Asked how confident she was that Ukraine would be accepted as an EU candidate, she said: “The day before the summit starts, I can say 100%.”

Countries that had been skeptical – Stefanishyna cited the Netherlands, Sweden and Denmark – about starting accession talks with Ukraine while it is fighting Russia’s invasion are now supportive, she said.

The EU’s executive arm threw its weight behind Ukraine’s candidacy last week. Stefanishyna described that decision as “a game-changer” and said unanimous support from the European Commission had cut ground from under “the legs of those most hesitating — not even skeptic — but hesitating countries.”

“Most of the EU leaders have explained that there is a consensus already, so there’s no like, no discussion about the consensus on Ukraine,” she told The AP.

In other developments:

— Press freedom group Reporters Without Borders said a Ukrainian photojournalist and a soldier accompanying him appear to have been “coldly executed” during the first weeks of the war in Ukraine as they searched in Russian-occupied woods for a missing camera drone. The group sent investigators to the woods north of the capital, Kyiv, where the bodies of Maks Levin and serviceman Oleksiy Chernyshov were found April 1. The group said its team counted 14 bullet holes in the burned hulk of the pair’s car and found litter seemingly left by Russian soldiers.

—Russian forces have captured three villages in the heavily contested eastern region of Ukraine, a local official said. Gov. Serhiy Haidai told The Associated Press on Wednesday that the villages are a few miles from the city of Lysychansk, the last city in the area still fully under Ukrainian control. The Russians have also taken a strategic coal village, Toshkivka, enabling them to intensify attacks, Haidai said.

—Russian officials said a drone strike caused a fire at an oil processing plant in southwestern Russia on Wednesday. The blaze engulfed a piece of machinery at the Novoshakhtinsk plant in the Rostov-on-Don region. Authorities said that dozens of firefighters quickly contained the fire and no one was hurt. The plant said in a statement that the fire was caused by a strike carried out by two drones, describing it as a “terrorist” act. It didn’t give details, but the state news agency Tass reported that two Ukrainian drones flew over the plant and one slammed into a heat exchanger, triggering the fire. Ukrainian authorities have not confirmed the strike.

—Turkey’s defense ministry said Wednesday that a Turkish ship was allowed to leave the Russian-occupied Azov Sea port of Mariupol following talks between Turkish and Russian defense ministry officials. A ministry statement said the Turkish freighter, Azov Concord, was the first foreign ship to be allowed to leave Mariupol. The ministry did not say what the freighter was carrying. The war has halted critical grain exports by sea. Turkish and Russian military delegations met in Moscow on Tuesday to discuss a possible deal for the shipment of Ukraine’s grain through the Black Sea.

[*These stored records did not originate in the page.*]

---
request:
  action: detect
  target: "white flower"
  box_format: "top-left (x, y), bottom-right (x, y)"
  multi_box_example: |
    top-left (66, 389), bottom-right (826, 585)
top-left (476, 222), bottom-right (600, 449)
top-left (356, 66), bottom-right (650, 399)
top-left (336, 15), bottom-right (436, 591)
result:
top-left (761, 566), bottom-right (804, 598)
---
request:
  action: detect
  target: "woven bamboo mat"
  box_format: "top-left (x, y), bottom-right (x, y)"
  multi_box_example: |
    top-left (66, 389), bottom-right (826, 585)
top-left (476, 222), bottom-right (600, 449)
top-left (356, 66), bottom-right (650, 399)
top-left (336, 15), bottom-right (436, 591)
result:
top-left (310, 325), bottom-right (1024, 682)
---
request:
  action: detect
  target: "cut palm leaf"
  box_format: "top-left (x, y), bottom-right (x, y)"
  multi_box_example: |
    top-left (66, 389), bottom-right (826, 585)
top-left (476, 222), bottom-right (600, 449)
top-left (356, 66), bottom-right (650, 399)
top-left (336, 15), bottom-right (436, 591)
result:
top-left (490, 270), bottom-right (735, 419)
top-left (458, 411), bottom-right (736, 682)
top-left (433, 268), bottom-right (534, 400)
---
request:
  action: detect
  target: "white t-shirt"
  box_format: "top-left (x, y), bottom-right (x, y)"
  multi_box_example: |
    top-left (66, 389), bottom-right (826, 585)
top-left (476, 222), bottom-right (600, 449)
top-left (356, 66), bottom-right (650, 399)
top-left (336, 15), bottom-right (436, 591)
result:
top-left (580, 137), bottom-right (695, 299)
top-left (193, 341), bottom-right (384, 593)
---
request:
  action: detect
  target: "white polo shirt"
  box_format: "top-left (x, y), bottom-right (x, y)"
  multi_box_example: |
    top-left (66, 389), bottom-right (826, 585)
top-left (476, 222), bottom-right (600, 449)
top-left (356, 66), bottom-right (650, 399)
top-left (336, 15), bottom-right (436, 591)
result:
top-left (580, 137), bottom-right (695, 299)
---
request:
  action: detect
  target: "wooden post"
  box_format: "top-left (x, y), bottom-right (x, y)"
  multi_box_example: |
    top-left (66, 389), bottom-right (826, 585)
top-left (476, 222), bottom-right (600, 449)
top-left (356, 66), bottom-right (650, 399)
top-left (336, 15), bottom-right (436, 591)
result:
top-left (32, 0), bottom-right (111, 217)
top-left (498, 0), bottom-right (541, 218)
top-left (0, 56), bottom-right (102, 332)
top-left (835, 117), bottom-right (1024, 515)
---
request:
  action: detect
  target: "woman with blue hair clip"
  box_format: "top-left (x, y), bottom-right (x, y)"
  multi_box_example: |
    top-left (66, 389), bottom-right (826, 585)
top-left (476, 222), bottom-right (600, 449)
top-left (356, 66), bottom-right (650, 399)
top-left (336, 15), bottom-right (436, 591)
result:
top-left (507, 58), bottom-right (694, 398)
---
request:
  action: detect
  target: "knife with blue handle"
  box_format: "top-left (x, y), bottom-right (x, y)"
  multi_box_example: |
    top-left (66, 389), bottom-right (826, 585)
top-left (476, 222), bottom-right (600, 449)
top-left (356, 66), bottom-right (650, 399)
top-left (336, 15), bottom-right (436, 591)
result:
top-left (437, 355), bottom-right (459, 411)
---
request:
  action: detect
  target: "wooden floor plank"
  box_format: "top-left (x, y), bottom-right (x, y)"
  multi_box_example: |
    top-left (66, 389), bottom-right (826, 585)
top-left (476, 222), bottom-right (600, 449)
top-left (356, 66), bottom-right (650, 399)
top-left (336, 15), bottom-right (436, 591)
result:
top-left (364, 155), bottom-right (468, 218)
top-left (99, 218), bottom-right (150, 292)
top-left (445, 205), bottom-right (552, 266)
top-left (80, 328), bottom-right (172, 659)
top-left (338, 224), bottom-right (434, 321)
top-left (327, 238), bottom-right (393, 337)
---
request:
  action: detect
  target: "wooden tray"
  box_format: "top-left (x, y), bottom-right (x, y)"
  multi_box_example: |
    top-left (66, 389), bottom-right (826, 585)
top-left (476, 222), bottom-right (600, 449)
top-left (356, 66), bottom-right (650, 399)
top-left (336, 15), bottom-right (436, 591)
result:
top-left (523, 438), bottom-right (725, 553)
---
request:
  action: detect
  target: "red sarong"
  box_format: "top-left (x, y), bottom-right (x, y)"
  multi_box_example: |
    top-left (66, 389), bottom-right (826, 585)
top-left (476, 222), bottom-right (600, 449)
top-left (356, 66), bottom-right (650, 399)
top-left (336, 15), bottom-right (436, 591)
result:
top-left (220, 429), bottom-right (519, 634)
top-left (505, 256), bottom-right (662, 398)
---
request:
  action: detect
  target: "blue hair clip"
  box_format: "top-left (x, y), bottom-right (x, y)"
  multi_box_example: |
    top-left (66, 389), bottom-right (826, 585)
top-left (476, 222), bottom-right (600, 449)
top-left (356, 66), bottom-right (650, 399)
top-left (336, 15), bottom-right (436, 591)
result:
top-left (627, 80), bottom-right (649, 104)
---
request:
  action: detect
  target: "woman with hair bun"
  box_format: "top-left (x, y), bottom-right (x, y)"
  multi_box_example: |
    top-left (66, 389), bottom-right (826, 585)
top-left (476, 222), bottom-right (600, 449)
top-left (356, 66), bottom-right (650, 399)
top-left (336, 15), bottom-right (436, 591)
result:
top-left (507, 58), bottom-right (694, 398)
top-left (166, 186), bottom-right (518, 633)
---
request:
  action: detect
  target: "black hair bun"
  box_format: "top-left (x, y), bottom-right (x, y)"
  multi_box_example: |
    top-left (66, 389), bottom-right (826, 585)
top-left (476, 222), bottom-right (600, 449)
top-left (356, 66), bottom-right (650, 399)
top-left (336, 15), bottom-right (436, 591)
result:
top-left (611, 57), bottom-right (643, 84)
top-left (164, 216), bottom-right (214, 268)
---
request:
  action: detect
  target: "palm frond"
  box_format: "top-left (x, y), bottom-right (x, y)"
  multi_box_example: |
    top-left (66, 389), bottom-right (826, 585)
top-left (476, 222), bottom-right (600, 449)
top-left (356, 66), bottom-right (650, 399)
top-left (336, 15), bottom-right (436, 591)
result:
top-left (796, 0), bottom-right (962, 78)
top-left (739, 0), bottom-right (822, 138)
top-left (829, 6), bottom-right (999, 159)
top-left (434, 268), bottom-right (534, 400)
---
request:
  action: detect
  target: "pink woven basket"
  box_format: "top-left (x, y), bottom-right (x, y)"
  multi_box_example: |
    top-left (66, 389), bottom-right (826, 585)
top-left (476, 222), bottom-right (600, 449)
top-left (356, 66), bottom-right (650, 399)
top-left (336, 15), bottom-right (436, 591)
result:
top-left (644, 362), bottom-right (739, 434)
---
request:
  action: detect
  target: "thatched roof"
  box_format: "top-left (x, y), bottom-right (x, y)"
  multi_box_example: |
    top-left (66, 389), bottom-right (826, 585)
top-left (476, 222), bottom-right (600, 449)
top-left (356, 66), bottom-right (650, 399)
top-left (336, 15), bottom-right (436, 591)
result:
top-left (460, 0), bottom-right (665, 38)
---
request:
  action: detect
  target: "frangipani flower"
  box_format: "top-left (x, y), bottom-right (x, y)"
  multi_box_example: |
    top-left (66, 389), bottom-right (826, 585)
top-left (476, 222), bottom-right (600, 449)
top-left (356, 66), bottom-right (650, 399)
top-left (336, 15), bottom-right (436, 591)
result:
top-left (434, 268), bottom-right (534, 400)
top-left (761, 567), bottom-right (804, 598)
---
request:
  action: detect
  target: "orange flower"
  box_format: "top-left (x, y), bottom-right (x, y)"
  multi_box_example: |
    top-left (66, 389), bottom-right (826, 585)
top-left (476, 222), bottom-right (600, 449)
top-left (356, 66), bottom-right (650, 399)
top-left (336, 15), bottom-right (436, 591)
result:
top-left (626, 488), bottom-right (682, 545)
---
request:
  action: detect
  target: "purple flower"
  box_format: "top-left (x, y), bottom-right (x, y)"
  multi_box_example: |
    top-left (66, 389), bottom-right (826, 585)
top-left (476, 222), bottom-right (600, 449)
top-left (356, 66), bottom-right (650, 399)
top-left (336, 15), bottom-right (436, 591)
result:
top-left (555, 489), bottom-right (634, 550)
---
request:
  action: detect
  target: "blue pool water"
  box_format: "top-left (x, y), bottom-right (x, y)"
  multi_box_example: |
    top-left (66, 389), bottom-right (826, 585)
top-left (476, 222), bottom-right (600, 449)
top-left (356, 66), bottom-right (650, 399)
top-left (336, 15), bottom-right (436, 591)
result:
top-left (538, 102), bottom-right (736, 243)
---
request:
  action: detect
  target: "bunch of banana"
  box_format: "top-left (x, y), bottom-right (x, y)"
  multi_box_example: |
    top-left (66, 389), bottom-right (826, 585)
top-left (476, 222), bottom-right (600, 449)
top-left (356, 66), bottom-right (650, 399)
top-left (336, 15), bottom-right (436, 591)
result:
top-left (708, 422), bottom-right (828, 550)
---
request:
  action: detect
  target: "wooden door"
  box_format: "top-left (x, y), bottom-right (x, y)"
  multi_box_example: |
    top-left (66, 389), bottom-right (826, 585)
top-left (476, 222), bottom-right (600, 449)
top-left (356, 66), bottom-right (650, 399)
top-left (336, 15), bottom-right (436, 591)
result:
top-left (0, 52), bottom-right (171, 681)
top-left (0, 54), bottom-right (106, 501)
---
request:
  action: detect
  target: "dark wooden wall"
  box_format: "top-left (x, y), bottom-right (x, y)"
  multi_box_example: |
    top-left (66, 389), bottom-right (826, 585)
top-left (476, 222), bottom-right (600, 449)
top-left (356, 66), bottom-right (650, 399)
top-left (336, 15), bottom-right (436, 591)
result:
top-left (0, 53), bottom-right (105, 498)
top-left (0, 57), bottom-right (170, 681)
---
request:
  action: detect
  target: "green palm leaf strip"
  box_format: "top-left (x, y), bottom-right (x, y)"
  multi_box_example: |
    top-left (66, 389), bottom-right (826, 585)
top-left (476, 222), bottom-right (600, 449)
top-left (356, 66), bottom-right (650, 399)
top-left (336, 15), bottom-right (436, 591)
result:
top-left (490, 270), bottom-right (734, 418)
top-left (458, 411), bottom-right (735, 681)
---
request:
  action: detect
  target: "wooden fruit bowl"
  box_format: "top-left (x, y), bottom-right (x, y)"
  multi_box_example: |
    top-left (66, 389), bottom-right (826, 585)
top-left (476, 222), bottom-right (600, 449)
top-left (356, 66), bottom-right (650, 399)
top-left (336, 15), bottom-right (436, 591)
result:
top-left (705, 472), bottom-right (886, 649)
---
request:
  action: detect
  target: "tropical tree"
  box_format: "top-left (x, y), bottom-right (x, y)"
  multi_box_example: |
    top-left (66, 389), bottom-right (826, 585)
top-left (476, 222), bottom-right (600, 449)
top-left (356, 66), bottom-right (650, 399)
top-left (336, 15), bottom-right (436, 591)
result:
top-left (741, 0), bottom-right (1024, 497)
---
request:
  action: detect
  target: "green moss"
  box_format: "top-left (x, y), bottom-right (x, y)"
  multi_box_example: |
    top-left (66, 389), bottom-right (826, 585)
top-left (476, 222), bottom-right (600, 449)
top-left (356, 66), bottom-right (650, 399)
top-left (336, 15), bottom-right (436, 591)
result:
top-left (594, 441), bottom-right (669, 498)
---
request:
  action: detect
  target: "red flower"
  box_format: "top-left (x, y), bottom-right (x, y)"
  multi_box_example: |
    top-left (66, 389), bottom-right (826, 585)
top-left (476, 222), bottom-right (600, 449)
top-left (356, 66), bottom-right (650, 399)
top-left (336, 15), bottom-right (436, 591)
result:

—French armed forces conducted a surprise military exercise in Estonia, deploying more than 100 paratroopers in the Baltic country that neighbors Russia, the French defense ministry said Wednesday. The airborne operation, dubbed “Thunder Lynx,” enabled, at short notice, the dropping of about 100 French paratroopers “over an area secured by Estonian soldiers,” the statement said. The exercise in Estonia, a NATO ally, was executed as an act of “strategic solidarity” amid Russia’s war in Ukraine.